KINGSTON — State Minister in the Ministry of Labour and Social Security, Hon. Andrew Gallimore is urging men to adopt preventive practices regarding their health, particularly in relation to prostate cancer.
In a message delivered by Director of Social Security in the Ministry, Denzil Thorpe, at a ‘Men’s Health Day 2011’ function, held at the Girl Guides headquarters in Kingston, yesterday the State Minister informed that men of African descent are at greater risk of developing prostate cancer than others.
He noted that globally, prostate cancer has grown to become the most high-risk type of cancer facing men, adding that rates of detection vary widely across the world, with detection being far less frequent in South and East Asia, than in Europe and the United States.
“In Jamaica, according to data from the Jamaica Cancer Registry in the Department of Pathology at the University of the West Indies (2008), incidences of prostate cancer now stand at 65.5 for every 100,000 of the Jamaican population,” he said.
Mr. Gallimore pointed out that with early detection and healthy lifestyle, prevention can be easy. “This is why regular check-ups are vital, and it is important for Jamaican males to get screened. I challenge my ‘brothers’ to take this matter seriously. We need to deal with the nervousness and the fear that is associated with getting tested,” he urged.
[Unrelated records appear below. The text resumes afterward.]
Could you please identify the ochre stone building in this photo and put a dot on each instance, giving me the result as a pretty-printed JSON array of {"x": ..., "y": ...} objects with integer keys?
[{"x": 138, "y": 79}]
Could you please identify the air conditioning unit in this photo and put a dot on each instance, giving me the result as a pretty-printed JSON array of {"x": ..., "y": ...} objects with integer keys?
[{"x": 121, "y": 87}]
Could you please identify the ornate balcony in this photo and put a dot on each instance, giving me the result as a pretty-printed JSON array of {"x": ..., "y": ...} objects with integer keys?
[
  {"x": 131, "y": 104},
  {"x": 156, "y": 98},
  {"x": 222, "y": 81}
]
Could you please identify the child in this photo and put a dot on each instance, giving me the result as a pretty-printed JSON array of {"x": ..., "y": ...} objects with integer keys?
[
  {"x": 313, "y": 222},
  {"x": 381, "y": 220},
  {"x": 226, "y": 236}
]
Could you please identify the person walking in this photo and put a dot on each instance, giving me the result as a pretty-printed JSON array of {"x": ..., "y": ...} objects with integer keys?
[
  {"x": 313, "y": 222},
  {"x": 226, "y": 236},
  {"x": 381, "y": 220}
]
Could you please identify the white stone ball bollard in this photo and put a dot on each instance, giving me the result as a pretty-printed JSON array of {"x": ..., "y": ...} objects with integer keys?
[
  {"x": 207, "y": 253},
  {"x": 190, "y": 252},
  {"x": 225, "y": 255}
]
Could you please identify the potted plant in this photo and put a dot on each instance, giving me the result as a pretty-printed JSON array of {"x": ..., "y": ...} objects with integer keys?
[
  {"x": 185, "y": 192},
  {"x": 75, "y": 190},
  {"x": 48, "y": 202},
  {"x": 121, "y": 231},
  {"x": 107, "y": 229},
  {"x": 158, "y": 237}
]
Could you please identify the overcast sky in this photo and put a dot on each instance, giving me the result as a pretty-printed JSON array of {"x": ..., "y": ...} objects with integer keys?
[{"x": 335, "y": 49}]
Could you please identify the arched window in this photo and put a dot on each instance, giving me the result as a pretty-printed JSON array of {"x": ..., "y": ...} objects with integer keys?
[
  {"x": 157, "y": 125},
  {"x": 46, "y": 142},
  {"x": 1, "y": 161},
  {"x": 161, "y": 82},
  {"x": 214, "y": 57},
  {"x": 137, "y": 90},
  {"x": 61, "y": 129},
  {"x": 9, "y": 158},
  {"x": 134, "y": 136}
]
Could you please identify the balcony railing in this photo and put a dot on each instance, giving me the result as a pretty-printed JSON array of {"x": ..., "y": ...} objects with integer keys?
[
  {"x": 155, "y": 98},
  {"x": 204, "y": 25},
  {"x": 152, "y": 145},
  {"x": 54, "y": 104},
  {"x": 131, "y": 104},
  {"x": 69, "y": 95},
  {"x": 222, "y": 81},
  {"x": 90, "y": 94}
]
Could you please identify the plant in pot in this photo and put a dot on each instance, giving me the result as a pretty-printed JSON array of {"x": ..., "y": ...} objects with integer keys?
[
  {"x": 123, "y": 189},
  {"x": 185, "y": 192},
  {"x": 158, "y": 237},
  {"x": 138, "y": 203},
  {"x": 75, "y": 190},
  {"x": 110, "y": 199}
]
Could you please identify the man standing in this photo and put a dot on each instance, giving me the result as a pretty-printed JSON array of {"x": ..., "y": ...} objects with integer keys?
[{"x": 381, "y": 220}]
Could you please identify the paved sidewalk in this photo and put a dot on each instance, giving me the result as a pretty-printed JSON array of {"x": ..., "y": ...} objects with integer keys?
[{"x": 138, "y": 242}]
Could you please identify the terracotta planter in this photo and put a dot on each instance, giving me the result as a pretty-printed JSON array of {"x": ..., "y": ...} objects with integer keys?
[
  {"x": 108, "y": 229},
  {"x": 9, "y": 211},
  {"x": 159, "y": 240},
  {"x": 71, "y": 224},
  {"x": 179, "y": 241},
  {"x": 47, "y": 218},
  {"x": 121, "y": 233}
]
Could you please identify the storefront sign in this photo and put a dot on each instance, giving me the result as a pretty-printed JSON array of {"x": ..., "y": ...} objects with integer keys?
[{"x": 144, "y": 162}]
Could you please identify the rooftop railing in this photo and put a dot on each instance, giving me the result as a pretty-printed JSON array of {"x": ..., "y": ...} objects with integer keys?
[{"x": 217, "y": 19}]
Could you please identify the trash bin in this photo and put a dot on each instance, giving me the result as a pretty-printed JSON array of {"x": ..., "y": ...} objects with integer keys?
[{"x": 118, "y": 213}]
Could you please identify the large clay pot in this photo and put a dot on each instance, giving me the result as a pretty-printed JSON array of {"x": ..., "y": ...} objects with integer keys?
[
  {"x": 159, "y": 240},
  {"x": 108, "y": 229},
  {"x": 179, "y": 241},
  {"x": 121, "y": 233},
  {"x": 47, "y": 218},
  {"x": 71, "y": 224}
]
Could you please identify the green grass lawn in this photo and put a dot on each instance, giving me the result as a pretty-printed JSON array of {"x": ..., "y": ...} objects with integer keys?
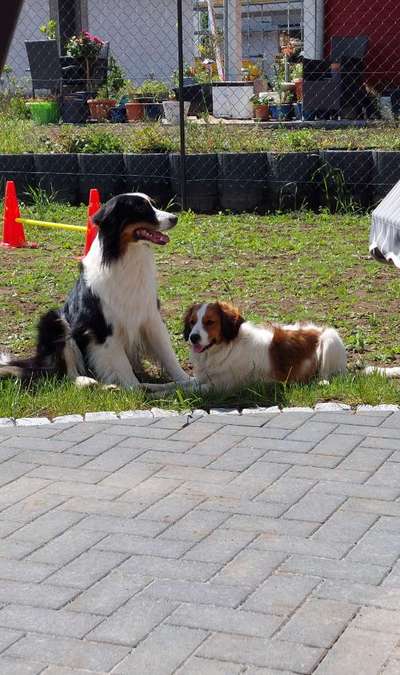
[{"x": 277, "y": 268}]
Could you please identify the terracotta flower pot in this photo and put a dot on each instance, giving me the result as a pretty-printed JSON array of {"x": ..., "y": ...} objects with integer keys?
[
  {"x": 134, "y": 111},
  {"x": 261, "y": 111},
  {"x": 100, "y": 107}
]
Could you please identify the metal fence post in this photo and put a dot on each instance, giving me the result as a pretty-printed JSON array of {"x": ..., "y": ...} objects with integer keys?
[{"x": 182, "y": 145}]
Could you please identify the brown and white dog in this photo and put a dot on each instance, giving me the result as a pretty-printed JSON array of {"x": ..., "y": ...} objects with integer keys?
[{"x": 228, "y": 352}]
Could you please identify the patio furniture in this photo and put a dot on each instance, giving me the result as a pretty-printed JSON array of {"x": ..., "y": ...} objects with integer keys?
[
  {"x": 334, "y": 87},
  {"x": 44, "y": 65}
]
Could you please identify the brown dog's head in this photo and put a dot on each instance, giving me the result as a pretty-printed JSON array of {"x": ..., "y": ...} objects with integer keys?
[{"x": 211, "y": 324}]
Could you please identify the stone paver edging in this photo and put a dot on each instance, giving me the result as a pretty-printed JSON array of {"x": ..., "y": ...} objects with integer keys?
[{"x": 261, "y": 543}]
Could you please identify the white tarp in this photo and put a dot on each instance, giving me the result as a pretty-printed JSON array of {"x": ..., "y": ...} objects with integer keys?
[{"x": 384, "y": 238}]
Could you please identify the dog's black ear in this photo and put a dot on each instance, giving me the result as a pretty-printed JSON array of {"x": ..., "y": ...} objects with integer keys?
[
  {"x": 107, "y": 216},
  {"x": 186, "y": 322},
  {"x": 231, "y": 320}
]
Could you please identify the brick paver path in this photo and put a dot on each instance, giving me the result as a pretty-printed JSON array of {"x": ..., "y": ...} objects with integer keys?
[{"x": 263, "y": 544}]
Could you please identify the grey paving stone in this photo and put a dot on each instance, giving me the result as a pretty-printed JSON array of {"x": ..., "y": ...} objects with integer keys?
[
  {"x": 109, "y": 593},
  {"x": 290, "y": 420},
  {"x": 379, "y": 547},
  {"x": 68, "y": 652},
  {"x": 161, "y": 546},
  {"x": 219, "y": 546},
  {"x": 246, "y": 507},
  {"x": 8, "y": 637},
  {"x": 316, "y": 507},
  {"x": 281, "y": 594},
  {"x": 220, "y": 619},
  {"x": 66, "y": 547},
  {"x": 31, "y": 508},
  {"x": 286, "y": 490},
  {"x": 171, "y": 508},
  {"x": 154, "y": 655},
  {"x": 194, "y": 526},
  {"x": 163, "y": 568},
  {"x": 375, "y": 619},
  {"x": 133, "y": 622},
  {"x": 35, "y": 595},
  {"x": 366, "y": 648},
  {"x": 341, "y": 527},
  {"x": 360, "y": 594},
  {"x": 337, "y": 444},
  {"x": 317, "y": 623},
  {"x": 24, "y": 570},
  {"x": 260, "y": 652},
  {"x": 300, "y": 545},
  {"x": 258, "y": 524},
  {"x": 364, "y": 491},
  {"x": 55, "y": 622},
  {"x": 334, "y": 569},
  {"x": 250, "y": 568},
  {"x": 88, "y": 568},
  {"x": 198, "y": 666},
  {"x": 340, "y": 475},
  {"x": 323, "y": 461},
  {"x": 196, "y": 592},
  {"x": 129, "y": 475},
  {"x": 16, "y": 667},
  {"x": 114, "y": 525},
  {"x": 45, "y": 527},
  {"x": 62, "y": 473}
]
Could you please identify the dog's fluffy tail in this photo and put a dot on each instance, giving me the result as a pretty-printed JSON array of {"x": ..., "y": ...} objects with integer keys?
[
  {"x": 331, "y": 354},
  {"x": 391, "y": 373},
  {"x": 49, "y": 357}
]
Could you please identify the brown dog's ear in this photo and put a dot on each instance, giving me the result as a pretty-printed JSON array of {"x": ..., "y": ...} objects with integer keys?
[
  {"x": 231, "y": 320},
  {"x": 186, "y": 321}
]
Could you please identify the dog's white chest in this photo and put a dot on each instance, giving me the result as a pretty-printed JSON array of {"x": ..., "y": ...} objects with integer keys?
[{"x": 127, "y": 291}]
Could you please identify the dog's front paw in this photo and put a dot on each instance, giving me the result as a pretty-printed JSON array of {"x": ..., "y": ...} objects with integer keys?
[{"x": 83, "y": 382}]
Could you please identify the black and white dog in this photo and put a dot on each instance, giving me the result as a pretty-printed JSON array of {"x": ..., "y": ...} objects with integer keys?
[{"x": 111, "y": 318}]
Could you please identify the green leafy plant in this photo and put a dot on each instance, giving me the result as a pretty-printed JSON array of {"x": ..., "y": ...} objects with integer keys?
[
  {"x": 153, "y": 89},
  {"x": 49, "y": 29}
]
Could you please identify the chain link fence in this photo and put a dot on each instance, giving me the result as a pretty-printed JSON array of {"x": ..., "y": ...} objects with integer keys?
[{"x": 212, "y": 104}]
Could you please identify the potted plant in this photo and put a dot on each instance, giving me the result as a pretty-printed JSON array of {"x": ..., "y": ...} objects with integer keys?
[
  {"x": 172, "y": 109},
  {"x": 297, "y": 77},
  {"x": 134, "y": 107},
  {"x": 152, "y": 93},
  {"x": 101, "y": 105},
  {"x": 261, "y": 106},
  {"x": 85, "y": 48},
  {"x": 44, "y": 110},
  {"x": 283, "y": 110}
]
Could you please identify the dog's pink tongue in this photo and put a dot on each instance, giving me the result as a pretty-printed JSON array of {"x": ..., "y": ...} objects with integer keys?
[{"x": 154, "y": 236}]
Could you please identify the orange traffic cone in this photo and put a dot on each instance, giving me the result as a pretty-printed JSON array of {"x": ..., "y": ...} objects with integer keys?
[
  {"x": 93, "y": 207},
  {"x": 13, "y": 232}
]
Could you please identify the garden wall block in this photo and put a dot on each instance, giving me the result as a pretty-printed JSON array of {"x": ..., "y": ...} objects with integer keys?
[
  {"x": 57, "y": 174},
  {"x": 293, "y": 180},
  {"x": 20, "y": 169},
  {"x": 149, "y": 173},
  {"x": 242, "y": 181},
  {"x": 387, "y": 172},
  {"x": 201, "y": 181},
  {"x": 106, "y": 172},
  {"x": 347, "y": 176}
]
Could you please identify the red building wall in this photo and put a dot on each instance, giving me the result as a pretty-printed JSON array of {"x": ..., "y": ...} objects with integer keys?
[{"x": 380, "y": 20}]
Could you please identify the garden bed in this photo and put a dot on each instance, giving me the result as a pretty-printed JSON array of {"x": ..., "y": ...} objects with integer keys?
[{"x": 276, "y": 268}]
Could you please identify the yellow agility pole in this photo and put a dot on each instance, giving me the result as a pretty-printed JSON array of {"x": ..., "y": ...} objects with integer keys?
[{"x": 57, "y": 226}]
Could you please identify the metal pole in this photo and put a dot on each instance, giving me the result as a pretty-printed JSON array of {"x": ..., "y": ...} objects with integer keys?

“Cancer care can also be costly, whether short-tem or long-term. Direct medical costs can be expensive for individuals and families, but one also has to factor in the economic costs to society associated with lost productivity due to illness or premature death. So, the message is – be proactive as prevention is far better than cure,” he added.
Mr. Gallimore commended the organisers for using the forum to heighten awareness about male health issues by providing information which will empower men to act promptly to fight diseases.
The event is one of several organised to observe Men’s Health Week during the period June 13 to 19. The month of June is celebrated internationally as Men’s Month.
Highlighting the importance of the month, Mr. Gallimore said it is critical to have a month dedicated to men, especially since the experts have agreed that men’s issues, when neglected and left unresolved, can lead to adverse consequential effects.
The main activity for the day was a panel discussion under the theme: ‘The Prostate Health and You’. Participants were also treated to foot care, organised by the National Council for Senior Citizens.
The Men’s Health Day was staged to heighten awareness about male health issues and preventive practices; to encourage men to seek regular check-ups, medical advice and early treatment for diseases.
It was organised by the National Council for Senior Citizens, the Mona Ageing and Wellness Centre at the University of the West Indies and Men’s Health Network International.